И действительно, говорить больше ни тому, ни другому было, кажется, не о чем. Оба понимали это, неловко топтались друг против друга. Гаврилов даже поглядел на свой велосипед — не вскочить ли в самом деле в седло да ехать своей дорогой…

— Ну как…

У Новоселова чуть не вырвалось далее — «живешь, Павел Александрович», однако в самую последнюю секунду мелькнуло: ведь по-своему истолкует такой вопрос Гаврилов.

Три года назад Гаврилова с треском освободили от обязанностей секретаря райкома и направили в совхоз «Степной», к Прохорову, секретарем парткома.

Все это Иван Иванович узнал из газет. Из газет же ему стало известно, что на втором отчетно-выборном собрании коммунисты совхоза забаллотировали его.
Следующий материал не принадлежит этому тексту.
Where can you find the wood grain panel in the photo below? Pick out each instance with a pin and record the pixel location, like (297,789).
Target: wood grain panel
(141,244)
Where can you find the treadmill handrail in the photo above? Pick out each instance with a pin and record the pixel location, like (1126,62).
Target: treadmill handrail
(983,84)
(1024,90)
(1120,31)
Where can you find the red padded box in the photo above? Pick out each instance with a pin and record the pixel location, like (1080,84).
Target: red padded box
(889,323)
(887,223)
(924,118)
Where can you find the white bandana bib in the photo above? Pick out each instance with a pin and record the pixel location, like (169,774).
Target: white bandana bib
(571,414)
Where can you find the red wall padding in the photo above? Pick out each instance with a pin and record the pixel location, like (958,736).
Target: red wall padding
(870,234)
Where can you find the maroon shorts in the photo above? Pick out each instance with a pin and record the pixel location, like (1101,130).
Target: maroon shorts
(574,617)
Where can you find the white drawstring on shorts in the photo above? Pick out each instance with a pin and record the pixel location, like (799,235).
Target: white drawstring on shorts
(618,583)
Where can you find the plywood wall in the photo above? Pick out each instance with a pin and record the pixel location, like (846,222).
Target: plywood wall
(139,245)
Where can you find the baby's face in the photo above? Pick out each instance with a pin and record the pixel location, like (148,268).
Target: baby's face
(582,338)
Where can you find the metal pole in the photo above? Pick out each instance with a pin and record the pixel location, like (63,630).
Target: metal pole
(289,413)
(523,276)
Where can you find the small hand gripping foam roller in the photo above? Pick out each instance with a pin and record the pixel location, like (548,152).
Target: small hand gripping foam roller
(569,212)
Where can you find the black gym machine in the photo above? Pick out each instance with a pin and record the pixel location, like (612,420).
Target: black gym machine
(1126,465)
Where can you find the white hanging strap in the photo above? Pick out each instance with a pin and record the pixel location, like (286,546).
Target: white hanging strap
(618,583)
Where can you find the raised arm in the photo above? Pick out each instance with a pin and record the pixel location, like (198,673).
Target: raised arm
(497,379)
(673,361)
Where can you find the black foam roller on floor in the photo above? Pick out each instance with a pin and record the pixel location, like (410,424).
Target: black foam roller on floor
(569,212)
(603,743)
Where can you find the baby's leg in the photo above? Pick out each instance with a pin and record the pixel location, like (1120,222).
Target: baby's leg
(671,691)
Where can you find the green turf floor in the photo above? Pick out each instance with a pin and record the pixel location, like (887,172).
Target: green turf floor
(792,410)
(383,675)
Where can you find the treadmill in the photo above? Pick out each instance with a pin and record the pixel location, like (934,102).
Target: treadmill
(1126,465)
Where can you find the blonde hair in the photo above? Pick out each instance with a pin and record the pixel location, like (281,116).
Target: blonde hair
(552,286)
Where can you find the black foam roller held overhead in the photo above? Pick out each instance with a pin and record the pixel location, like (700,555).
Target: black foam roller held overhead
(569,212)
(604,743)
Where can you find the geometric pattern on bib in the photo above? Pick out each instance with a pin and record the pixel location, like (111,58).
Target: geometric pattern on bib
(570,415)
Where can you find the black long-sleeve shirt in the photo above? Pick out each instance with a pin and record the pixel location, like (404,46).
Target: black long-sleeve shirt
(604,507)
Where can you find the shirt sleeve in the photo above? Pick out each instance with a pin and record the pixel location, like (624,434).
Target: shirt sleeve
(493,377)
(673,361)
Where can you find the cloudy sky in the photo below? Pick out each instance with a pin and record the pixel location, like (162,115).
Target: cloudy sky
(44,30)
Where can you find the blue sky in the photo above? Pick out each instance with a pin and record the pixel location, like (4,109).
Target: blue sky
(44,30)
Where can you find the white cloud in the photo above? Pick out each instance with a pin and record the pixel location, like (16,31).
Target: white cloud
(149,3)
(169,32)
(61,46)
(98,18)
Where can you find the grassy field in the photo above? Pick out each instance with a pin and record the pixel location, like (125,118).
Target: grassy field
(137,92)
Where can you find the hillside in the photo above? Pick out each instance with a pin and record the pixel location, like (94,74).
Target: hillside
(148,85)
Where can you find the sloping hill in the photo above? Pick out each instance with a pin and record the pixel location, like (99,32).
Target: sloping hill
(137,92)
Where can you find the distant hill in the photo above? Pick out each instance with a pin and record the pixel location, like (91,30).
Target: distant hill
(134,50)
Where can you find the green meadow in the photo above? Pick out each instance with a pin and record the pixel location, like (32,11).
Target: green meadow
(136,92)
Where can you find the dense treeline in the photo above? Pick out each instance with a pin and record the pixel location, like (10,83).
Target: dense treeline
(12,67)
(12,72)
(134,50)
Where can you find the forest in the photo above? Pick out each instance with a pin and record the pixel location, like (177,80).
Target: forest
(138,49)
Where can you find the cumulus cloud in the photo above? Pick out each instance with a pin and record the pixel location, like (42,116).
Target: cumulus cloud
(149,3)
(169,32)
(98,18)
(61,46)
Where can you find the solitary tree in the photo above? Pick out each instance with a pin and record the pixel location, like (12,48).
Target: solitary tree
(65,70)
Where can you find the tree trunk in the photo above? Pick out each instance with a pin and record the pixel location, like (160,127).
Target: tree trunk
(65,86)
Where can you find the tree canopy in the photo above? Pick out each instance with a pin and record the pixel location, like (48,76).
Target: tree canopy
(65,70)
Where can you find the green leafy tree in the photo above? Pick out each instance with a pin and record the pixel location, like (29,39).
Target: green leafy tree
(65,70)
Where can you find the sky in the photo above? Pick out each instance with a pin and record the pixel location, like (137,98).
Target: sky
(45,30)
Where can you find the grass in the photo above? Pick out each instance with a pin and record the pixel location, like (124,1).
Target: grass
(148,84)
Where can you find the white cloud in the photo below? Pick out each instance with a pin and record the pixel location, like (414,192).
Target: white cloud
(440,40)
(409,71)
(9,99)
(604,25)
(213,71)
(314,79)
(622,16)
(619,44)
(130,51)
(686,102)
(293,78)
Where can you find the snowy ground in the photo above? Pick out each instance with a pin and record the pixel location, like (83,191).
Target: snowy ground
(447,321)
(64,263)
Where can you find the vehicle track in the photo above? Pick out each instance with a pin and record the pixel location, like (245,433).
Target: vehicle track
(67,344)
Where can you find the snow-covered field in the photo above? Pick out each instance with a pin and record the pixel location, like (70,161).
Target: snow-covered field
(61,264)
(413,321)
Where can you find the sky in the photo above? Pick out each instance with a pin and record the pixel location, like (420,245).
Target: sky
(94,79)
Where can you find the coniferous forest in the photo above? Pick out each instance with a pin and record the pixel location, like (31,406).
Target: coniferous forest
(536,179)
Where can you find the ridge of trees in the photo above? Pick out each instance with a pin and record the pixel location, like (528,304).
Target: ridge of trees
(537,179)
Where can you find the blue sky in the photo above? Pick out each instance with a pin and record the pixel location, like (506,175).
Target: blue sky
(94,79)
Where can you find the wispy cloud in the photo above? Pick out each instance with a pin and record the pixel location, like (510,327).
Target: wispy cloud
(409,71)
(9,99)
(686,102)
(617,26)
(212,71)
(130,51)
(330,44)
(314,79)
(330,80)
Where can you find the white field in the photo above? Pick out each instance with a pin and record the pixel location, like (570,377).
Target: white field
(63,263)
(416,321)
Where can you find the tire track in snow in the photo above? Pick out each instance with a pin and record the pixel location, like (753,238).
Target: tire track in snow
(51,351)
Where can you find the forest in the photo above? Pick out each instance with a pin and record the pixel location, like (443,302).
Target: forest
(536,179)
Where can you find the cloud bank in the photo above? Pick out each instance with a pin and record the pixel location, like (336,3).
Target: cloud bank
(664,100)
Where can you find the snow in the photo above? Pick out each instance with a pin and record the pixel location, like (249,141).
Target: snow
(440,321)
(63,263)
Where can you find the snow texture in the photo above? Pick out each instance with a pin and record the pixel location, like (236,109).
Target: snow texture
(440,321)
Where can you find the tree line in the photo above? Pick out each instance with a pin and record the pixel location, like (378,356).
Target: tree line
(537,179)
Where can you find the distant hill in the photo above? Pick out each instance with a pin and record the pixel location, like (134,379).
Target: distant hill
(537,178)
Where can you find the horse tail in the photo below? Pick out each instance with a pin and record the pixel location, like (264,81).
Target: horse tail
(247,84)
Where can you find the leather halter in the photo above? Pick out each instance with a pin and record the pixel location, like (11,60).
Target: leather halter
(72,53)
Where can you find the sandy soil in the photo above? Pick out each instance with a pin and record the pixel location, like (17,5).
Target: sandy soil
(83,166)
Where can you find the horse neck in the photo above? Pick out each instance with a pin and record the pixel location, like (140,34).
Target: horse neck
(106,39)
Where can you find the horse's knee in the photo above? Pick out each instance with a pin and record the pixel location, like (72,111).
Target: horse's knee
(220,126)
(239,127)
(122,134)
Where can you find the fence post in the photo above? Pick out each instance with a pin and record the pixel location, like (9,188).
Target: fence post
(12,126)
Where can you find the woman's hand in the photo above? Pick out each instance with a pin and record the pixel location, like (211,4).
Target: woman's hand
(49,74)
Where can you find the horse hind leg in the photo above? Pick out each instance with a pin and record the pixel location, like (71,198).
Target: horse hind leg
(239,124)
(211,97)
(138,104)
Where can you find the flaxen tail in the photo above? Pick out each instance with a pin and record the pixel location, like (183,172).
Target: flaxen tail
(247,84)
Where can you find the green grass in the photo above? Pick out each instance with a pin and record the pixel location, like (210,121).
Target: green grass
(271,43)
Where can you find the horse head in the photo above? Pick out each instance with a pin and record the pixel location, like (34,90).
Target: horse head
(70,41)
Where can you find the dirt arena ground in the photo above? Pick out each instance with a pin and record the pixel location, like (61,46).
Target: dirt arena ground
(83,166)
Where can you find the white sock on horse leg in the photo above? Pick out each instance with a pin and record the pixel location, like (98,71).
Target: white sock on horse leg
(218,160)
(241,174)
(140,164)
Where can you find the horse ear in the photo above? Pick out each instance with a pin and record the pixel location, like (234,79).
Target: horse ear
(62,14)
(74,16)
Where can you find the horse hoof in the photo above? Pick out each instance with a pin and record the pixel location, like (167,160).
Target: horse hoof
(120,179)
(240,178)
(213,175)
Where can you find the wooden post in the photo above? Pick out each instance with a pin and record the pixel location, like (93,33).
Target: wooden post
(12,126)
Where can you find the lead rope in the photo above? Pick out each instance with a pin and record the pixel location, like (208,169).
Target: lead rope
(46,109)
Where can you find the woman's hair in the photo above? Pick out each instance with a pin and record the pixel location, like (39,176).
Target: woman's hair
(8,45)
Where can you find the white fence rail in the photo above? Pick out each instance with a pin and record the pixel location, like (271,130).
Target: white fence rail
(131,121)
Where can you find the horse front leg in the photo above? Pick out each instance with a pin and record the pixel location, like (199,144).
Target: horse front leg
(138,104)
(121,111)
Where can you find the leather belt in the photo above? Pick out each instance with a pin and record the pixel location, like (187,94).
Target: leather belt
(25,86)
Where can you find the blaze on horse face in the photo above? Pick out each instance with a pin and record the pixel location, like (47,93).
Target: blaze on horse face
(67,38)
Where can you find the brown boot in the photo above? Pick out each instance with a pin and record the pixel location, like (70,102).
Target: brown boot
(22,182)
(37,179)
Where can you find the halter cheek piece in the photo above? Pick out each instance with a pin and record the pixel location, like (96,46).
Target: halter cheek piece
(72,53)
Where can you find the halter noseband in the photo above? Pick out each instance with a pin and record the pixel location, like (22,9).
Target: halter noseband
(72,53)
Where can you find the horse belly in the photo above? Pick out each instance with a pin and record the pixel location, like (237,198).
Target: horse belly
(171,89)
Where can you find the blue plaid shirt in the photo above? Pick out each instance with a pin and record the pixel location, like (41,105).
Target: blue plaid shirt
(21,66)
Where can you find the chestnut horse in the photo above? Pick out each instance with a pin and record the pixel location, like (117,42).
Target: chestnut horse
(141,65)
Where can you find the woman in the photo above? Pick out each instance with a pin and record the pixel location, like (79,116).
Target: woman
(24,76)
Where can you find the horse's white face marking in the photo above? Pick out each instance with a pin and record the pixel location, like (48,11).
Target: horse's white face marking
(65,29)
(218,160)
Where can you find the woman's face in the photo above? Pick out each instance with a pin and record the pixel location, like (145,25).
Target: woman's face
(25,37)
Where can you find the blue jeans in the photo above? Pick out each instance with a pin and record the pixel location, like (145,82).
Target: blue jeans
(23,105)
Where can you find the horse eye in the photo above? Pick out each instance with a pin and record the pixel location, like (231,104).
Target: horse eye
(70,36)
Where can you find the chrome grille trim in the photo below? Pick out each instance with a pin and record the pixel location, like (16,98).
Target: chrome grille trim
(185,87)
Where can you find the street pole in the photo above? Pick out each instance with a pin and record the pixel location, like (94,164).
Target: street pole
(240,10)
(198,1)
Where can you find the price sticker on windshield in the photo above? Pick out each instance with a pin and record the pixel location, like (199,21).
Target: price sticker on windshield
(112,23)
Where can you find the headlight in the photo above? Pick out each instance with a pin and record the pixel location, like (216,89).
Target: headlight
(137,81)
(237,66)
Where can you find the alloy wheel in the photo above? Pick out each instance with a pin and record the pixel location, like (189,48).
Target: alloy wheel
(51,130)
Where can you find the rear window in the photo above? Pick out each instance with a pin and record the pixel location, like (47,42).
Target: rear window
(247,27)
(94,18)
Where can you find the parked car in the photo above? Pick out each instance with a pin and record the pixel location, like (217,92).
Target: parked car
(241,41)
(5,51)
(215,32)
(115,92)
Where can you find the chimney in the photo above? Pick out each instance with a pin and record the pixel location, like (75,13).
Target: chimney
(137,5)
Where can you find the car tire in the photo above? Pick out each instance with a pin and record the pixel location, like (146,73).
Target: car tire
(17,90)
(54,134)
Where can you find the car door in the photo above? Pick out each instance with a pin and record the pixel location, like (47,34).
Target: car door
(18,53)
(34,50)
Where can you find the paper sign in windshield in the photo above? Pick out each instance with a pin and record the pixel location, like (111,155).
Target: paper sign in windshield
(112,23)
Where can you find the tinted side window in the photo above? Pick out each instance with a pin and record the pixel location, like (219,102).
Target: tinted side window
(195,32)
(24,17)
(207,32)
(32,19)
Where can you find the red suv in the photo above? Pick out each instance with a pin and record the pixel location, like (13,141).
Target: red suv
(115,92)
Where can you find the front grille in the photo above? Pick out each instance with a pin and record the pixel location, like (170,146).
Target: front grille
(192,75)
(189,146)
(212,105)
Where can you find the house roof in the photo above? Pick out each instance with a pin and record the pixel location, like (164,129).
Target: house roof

Некоторое время о Гаврилове не было ни слуху ни духу. Где он работал, Новоселов не знал. Интересоваться же специально не было ни желания, ни времени. И уже перед самым окончанием института он прослышал, что Гаврилов теперь в совхозе «Первомайский» и опять секретарем парткома.

Но судя по его виду, жизнь у Гаврилова и сейчас шла не очень весело. И потому, невольно запнувшись, Новоселов закончил:

— …как жизнь идет в ваших краях? Что нового?

Но даже и в таком, измененном, виде вопрос Новоселова, кажется, не понравился Гаврилову.

— Чего ей, жизни… Идет… как и в ваших, — промолвил он, опять усмехнувшись.

Гаврилов вроде и не выделял последние два слова — «как в ваших», но все равно Новоселов обратил на них внимание, и опять ему стало неприятно.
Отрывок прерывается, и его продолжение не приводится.